Wakil Ketua Komnas HAM RI, Amiruddin menyampaikan bahwa pemerintah belum mampu mencari jalan keluar dalam rangka menyelesaikan pelanggaran HAM yang terjadi di masa sistem politik yang tidak demokratis. Karena itu lembaga KKR Nasional diperlukan bukan hanya sebagai medium pemberian hukum, namun idealnya juga menjadi alat pengungkap kebenaran dari peristiwa pelanggaran HAM berat di masa lalu.

Amiruddin menjelaskan untuk membentuk KKR yang efektif diperlukan tujuan dasar sebagai landasannya.
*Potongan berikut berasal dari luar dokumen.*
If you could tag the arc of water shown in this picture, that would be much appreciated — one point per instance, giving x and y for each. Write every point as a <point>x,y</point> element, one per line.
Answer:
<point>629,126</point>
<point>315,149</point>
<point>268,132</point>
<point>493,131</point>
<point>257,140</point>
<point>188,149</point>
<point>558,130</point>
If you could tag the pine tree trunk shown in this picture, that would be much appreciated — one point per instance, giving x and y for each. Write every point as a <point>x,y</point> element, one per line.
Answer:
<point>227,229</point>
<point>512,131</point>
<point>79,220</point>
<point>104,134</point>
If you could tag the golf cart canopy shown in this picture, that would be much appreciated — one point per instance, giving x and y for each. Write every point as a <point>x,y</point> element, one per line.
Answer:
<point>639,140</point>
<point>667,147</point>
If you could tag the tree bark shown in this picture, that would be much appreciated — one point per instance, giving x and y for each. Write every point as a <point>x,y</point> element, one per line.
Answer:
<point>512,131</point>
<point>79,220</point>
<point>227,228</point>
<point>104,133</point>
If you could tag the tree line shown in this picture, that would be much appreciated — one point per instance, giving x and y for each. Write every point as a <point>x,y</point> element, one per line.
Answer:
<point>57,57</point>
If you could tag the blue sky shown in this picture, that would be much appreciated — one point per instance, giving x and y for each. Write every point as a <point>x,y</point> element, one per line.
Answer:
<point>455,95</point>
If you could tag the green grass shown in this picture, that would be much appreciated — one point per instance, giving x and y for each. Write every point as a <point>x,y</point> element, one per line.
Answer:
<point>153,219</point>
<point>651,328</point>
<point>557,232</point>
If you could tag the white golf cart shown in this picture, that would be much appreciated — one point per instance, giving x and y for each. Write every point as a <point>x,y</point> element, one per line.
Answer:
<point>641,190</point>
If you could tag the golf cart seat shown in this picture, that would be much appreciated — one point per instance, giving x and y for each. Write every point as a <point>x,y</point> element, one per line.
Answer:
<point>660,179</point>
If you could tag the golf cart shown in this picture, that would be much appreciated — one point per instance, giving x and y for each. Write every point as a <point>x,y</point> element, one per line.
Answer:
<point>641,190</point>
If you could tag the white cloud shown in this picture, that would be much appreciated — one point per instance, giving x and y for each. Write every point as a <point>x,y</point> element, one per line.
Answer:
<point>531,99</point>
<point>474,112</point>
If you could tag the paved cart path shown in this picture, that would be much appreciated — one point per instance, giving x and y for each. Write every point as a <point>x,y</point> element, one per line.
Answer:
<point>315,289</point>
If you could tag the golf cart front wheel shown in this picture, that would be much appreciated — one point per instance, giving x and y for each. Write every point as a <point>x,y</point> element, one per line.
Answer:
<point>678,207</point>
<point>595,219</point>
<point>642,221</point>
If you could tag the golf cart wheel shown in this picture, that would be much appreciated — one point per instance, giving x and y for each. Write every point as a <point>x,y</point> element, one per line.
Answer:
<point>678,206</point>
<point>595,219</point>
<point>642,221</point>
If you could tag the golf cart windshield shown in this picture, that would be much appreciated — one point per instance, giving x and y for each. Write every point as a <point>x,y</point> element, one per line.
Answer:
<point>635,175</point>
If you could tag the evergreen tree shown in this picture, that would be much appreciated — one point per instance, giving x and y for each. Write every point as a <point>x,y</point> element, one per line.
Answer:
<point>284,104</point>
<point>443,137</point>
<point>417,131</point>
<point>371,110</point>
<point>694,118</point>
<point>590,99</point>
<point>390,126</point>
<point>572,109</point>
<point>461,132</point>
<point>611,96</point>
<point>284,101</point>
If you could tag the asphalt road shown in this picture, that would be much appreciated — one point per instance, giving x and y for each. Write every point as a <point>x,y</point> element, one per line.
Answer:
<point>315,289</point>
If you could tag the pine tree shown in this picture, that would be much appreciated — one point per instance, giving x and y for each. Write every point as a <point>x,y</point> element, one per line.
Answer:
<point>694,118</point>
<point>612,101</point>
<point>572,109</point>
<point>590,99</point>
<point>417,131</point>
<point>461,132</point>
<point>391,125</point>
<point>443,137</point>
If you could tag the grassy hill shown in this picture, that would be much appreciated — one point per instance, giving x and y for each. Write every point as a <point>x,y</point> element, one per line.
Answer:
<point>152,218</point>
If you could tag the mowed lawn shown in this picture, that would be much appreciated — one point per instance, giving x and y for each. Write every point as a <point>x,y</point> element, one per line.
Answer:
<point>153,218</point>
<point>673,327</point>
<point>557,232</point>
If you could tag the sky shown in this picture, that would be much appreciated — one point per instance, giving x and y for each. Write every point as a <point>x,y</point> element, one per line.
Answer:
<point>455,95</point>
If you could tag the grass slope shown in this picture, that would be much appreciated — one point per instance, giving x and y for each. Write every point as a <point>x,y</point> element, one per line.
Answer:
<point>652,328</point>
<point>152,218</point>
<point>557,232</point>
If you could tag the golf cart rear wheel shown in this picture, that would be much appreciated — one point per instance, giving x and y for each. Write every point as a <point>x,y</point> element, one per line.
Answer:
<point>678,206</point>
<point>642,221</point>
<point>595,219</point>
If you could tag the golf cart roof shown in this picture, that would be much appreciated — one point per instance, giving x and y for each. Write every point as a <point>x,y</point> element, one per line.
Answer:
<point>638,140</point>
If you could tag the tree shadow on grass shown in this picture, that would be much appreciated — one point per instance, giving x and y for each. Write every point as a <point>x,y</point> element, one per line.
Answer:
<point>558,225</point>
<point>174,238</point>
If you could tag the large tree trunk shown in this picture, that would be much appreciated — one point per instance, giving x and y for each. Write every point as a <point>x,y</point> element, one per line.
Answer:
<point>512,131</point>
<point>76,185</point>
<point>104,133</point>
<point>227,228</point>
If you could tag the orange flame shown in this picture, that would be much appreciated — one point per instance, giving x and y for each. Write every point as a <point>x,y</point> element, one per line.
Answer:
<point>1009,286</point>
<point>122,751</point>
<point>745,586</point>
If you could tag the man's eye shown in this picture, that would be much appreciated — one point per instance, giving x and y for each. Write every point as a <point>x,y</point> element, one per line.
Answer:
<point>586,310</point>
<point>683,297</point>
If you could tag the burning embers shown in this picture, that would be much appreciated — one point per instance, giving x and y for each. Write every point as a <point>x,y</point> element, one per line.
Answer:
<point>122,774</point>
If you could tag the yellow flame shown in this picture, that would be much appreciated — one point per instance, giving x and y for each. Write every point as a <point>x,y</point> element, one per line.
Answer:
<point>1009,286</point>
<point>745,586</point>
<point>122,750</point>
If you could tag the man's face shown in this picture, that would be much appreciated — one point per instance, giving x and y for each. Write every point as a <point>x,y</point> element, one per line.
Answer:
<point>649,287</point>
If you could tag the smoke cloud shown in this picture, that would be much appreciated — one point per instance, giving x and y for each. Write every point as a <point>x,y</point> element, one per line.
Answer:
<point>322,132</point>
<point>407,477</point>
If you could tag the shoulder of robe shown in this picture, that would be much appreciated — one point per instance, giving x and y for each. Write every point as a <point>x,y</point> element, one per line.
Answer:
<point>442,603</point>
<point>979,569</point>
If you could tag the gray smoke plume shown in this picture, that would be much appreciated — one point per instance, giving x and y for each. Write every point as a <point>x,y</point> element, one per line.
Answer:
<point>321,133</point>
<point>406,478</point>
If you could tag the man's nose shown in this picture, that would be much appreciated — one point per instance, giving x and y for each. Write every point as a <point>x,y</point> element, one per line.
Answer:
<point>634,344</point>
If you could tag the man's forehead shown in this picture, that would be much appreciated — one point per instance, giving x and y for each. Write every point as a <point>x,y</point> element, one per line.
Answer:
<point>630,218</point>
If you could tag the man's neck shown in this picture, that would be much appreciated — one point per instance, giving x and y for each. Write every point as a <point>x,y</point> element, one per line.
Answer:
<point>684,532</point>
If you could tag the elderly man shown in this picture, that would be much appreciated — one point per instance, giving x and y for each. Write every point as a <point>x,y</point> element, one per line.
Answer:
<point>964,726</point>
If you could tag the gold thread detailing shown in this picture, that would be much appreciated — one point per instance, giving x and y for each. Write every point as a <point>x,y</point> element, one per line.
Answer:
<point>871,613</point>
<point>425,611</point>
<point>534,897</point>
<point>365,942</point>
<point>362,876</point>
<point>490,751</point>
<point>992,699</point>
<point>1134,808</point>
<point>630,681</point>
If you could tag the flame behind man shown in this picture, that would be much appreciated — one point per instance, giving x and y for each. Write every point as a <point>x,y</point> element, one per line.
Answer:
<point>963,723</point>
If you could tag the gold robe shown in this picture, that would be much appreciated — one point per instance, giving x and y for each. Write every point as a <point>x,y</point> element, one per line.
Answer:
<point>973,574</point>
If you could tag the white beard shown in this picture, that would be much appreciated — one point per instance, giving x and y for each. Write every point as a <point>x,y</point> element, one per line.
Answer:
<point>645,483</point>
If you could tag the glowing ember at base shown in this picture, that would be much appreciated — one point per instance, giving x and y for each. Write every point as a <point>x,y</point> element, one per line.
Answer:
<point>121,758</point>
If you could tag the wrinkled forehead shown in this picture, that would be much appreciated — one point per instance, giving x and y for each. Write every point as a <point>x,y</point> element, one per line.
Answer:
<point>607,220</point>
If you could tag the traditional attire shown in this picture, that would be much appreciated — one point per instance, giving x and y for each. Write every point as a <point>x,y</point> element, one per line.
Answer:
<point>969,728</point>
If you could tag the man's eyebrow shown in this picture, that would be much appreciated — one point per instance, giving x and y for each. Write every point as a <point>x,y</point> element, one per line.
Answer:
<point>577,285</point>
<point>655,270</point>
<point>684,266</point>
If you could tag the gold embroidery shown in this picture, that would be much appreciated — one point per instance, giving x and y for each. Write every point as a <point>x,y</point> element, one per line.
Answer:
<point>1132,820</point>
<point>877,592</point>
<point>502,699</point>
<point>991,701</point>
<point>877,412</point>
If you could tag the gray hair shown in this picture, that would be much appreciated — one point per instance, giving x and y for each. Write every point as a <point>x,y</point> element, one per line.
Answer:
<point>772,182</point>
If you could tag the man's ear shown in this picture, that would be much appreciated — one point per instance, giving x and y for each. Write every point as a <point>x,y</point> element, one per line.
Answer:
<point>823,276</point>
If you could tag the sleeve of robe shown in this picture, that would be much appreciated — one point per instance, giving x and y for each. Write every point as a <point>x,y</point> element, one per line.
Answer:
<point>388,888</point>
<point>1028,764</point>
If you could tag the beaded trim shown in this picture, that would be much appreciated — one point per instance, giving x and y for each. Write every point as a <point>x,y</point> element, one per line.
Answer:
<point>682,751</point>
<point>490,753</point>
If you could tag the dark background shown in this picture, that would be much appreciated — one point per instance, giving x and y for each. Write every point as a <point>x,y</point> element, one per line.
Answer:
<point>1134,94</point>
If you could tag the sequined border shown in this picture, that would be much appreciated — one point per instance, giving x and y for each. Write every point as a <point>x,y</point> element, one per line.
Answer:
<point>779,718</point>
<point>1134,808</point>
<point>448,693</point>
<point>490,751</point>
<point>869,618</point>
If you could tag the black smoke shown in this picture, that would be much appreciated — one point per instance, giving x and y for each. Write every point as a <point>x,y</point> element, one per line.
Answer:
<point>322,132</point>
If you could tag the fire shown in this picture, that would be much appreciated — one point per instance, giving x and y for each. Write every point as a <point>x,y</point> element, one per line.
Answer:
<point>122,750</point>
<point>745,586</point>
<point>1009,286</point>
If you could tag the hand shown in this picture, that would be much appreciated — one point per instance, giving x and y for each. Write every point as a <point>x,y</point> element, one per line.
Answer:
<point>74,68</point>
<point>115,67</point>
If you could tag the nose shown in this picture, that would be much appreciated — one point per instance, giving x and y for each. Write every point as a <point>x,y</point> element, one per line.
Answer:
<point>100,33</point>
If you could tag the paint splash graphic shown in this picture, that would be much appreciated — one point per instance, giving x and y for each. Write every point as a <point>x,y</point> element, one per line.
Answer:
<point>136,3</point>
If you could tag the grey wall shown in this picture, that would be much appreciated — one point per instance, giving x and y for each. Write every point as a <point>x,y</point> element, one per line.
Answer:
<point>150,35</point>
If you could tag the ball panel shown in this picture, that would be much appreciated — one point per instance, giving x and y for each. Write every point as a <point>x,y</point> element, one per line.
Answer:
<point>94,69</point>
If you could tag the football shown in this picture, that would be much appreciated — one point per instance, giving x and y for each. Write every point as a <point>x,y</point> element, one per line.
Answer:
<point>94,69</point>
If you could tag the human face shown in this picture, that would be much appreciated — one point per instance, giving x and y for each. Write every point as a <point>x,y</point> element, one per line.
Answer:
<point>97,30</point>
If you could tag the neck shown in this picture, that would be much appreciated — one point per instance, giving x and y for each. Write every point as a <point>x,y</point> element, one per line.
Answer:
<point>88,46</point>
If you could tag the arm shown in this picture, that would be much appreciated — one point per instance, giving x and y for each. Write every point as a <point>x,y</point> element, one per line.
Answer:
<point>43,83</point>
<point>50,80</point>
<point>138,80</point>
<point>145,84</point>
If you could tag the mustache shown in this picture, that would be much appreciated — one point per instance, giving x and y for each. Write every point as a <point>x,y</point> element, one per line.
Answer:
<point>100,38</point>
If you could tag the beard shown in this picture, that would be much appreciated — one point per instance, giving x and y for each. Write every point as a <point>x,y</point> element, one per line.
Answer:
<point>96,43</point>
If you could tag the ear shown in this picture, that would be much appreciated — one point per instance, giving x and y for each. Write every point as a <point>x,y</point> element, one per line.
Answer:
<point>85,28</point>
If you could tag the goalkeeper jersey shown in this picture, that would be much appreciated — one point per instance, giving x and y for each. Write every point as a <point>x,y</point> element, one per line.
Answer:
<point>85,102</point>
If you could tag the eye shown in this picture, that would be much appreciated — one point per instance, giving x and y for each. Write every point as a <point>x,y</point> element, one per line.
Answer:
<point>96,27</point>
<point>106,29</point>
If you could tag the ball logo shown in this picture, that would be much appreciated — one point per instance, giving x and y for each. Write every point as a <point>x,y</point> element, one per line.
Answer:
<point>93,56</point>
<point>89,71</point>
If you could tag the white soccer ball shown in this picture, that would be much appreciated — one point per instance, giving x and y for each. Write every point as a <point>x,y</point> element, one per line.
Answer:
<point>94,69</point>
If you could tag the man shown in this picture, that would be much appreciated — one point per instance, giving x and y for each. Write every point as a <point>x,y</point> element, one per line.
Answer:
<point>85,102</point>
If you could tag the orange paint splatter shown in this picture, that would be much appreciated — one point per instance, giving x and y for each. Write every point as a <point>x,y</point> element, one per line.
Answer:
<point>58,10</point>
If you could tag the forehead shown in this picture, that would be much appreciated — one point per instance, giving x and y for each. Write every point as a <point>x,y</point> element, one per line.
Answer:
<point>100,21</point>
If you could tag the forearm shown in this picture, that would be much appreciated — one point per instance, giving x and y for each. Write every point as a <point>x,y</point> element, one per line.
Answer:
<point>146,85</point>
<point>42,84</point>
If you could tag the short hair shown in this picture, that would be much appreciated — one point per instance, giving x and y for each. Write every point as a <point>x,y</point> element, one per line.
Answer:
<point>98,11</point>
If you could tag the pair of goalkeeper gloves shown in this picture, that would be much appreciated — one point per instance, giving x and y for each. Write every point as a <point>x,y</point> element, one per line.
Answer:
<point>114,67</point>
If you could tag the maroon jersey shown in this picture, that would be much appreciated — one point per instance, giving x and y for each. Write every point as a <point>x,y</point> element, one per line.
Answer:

Salah satunya yaitu untuk memperbaiki berbagai kerusakan yang ditimbulkan dari terjadinya pelanggaran HAM. Kemudian jika pembentukan KKR ini berhasil dan diterima oleh semua pihak, maka ia akan menjadi pegangan untuk mencegah berulangnya pelanggaran HAM di masa yang akan datang.

“Tanpa mengungkap kebenaran tidak ada gunanya. Pengungkapan kebenaran menjadi upaya dalam memenuhi hak untuk tahu, bukan hanya kepada korban, tetapi juga kepada bangsa Indonesia,” tutur Amiruddin, dilansir dari laman resmi Komnas HAM, Rabu, 22 Desember 2021.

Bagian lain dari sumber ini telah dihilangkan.